In fairness, empathy isn't missing entirely – he manages to scare up some for the errant father seeking his vanished son in the fantastic Istanbul – but it's in desperately short supply, and when it turns up, it often seems to come out wrong, as if he doesn't really mean it. You can quarrel for ever about the wisdom of Morrissey instructing his fans not to vote on the title track, but what follows is inarguably trite and hollow. "Brazil and Bahrain/ Oh Egypt, Ukraine/ So many people in pain," he sings. It's tempting to imagine the widespread ridicule if, say, Jessie J or the guy out of Kasabian had come up with that.

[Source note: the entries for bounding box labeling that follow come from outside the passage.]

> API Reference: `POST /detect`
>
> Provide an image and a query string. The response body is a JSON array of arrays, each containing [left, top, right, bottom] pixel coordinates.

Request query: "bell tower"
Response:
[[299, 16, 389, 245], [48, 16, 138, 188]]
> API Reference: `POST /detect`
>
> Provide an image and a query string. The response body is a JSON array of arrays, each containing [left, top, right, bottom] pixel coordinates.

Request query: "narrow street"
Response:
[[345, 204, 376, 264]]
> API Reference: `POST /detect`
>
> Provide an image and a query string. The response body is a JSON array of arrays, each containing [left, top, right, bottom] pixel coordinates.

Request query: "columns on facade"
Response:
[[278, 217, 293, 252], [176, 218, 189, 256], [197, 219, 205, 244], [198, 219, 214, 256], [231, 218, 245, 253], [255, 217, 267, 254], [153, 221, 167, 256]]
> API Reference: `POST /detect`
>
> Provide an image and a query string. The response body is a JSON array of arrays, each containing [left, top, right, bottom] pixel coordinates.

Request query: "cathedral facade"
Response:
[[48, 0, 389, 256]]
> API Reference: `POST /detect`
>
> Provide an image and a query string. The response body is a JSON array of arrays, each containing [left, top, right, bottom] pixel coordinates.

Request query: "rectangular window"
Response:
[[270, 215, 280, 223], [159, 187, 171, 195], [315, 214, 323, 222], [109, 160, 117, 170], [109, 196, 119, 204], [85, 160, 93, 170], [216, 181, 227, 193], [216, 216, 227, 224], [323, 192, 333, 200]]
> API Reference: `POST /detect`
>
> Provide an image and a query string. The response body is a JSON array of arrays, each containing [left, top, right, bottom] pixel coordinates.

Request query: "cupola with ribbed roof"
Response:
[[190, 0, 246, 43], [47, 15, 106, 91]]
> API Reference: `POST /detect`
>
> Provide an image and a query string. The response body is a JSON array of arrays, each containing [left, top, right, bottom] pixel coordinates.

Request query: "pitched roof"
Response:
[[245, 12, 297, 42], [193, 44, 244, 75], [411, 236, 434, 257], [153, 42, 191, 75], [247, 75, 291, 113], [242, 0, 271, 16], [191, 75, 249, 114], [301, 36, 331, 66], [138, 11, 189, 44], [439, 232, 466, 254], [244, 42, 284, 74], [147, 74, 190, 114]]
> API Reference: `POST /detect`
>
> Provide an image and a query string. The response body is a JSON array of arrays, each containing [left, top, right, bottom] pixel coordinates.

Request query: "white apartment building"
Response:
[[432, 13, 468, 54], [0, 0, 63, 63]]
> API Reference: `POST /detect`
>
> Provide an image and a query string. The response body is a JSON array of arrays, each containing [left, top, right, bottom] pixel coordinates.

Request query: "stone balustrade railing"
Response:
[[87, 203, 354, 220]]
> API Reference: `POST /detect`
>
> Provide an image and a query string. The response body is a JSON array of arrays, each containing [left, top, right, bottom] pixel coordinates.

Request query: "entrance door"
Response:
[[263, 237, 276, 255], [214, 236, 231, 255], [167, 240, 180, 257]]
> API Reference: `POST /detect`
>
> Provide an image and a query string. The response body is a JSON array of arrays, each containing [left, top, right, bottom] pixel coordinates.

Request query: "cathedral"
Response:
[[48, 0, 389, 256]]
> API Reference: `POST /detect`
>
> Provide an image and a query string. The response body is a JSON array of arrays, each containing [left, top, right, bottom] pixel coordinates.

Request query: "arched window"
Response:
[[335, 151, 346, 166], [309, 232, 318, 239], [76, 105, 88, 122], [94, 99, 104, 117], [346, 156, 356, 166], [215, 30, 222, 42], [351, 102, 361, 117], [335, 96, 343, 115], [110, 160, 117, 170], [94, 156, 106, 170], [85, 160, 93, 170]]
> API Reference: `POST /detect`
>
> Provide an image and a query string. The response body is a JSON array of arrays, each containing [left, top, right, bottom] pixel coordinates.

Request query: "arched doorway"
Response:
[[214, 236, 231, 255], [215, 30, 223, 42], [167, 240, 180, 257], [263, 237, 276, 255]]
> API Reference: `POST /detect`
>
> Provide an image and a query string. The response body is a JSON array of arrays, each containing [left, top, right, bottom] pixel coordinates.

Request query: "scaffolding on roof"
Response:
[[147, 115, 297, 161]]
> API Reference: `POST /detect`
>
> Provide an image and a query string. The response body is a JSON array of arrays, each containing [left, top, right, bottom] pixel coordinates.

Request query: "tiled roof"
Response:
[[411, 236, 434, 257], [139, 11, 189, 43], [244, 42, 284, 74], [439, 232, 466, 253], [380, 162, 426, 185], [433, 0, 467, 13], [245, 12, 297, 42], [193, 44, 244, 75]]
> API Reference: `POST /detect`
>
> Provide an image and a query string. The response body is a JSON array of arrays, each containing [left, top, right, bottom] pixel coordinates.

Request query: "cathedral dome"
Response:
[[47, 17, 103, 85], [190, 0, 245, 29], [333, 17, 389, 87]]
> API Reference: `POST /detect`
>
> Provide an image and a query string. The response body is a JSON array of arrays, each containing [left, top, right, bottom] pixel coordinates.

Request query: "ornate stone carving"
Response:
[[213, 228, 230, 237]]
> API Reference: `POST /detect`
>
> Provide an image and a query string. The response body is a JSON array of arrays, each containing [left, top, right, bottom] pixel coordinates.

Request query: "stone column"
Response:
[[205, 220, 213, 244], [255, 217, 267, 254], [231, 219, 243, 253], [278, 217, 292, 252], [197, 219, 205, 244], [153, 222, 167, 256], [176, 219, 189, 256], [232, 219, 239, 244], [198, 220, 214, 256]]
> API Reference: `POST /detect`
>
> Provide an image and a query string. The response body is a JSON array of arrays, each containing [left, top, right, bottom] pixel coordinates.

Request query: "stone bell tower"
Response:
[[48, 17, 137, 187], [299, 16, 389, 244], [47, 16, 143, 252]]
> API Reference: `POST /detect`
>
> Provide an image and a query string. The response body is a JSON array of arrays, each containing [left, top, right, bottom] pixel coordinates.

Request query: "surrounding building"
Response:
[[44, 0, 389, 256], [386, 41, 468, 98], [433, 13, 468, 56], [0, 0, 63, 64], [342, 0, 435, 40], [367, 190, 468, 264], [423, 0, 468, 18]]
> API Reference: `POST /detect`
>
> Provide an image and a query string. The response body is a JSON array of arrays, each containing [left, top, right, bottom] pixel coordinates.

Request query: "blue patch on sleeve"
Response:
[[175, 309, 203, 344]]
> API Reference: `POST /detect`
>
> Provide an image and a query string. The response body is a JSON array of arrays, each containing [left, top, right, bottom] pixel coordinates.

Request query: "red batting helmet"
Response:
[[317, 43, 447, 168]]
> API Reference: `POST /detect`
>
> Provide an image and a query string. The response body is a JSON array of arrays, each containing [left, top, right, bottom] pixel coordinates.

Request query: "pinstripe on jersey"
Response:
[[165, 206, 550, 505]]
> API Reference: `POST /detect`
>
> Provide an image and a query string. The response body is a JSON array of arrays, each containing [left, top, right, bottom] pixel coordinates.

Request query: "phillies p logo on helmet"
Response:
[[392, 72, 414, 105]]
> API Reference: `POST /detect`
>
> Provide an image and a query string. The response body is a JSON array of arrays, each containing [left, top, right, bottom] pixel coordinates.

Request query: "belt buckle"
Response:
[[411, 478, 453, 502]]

But then he hits you with something like the closing Oboe Concerto, a brilliant, vivid rumination on mortality that genuinely deserves the adjective Larkinesque: "The older generation have tried, sighed and died/ Which pushes me to their place in the queue." It's the kind of thing that serves notice that, on a good day, Morrissey is still uniquely gifted. As with nearly every artist in rock history, nearly 35 years after his debut, the good days come around less frequently than they did, but it's still worth hanging around to witness them. Not as great as you might have hoped, but far better than you might have feared, a little more reliant on others than a man who ended his Autobiography claiming that "I have never had anything in my life that I did not make for myself" might care to admit, World Peace Is None of Your Business may be as good as it gets at this stage in his career, which is good enough.